Préhistoire et antiquité
Le client romain berbère, le roi Ptolémée de Maurettanie.
La région du Maroc actuel a été habitée depuis le paléolithique, entre 190 000 et 90 000 ans avant Jésus-Christ. Au Paléolithique supérieur, le Maghreb était plus fertile qu'aujourd'hui, ressemblant davantage à une savane qu'à un paysage aride. Il y a vingt-deux mille ans, la culture ibéro-amérindienne a succédé à l'Atérien, qui présentait des similitudes avec les cultures ibériques. Des similitudes squelettiques ont été suggérées entre les sépultures ibéro-maurusiennes "Mechta-Afalou" et les restes européens de Cro-Magnon. La culture ibéro-amérindienne a été remplacée par la culture du bécher au Maroc.
Des études sur l'ADN mitochondrial ont permis de découvrir un lien étroit entre les Berbères et les Saami de Scandinavie. Ceci soutient les théories selon lesquelles la zone de refuge franco-cantabrique du sud-ouest de l'Europe a été la source de l'expansion tardive des chasseurs-cueilleurs qui ont repeuplé le nord de l'Europe après la dernière période glaciaire.

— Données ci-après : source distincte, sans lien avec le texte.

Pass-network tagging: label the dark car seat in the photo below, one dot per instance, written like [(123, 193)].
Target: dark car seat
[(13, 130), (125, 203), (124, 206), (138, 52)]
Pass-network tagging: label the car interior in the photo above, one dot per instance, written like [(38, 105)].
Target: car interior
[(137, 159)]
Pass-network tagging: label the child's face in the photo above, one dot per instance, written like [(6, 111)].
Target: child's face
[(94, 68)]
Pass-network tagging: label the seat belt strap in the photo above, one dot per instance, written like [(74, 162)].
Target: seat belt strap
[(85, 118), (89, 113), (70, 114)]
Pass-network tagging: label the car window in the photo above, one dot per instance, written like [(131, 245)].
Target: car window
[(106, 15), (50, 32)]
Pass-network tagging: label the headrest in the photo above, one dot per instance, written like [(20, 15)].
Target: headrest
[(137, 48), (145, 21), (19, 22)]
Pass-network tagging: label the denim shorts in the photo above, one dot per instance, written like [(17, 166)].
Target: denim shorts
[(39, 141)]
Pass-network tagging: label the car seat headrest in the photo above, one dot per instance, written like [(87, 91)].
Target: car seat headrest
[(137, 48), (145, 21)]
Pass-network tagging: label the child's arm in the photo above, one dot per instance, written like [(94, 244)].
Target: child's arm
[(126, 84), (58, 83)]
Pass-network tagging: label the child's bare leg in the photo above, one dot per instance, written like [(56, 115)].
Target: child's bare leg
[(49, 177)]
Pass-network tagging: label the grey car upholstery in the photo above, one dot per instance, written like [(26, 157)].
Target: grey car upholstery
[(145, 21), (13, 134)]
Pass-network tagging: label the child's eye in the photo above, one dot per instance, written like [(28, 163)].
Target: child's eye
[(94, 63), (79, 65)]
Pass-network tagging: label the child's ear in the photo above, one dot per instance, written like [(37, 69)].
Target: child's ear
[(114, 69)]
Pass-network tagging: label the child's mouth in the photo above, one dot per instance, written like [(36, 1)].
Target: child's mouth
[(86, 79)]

L'Afrique du Nord et le Maroc ont été lentement attirés dans le monde méditerranéen émergent par les Phéniciens, qui ont établi des colonies commerciales et des établissements au début de la période classique. D'importantes colonies phéniciennes ont été établies à Chellah, Lixus et Mogador, qui était une colonie phénicienne dès le début du VIe siècle avant J.-C. Mogador était une colonie phénicienne dès le début du VIe siècle avant J.-C. [page nécessaire].
Ruines romaines de Volubilis.
Le Maroc est devenu par la suite un royaume de la civilisation nord-africaine de l'ancienne Carthage en tant que partie de son empire. Le premier État indépendant marocain connu est le royaume berbère de Mauritanie, sous le roi Baga. Cet ancien royaume (à ne pas confondre avec l'état actuel de la Mauritanie) date au moins de 225 av.
La Mauritanie est devenue un royaume client de l'Empire romain en 33 av. L'empereur Claude a annexé la Mauritanie directement en tant que province romaine en 44 après J.-C., sous la direction d'un gouverneur impérial (soit un aprocurateur Augusti, soit un legatus Augusti pro praetore).
Lors de la crise du IIIe siècle, certaines parties de la Mauritanie ont été reconquises par des tribus berbères. La domination romaine directe se limite à quelques villes côtières (telles que Septum (Ceuta) en Mauritanie Tingitana et Cherchell en Mauritanie Caesariensis) à la fin du IIIe siècle.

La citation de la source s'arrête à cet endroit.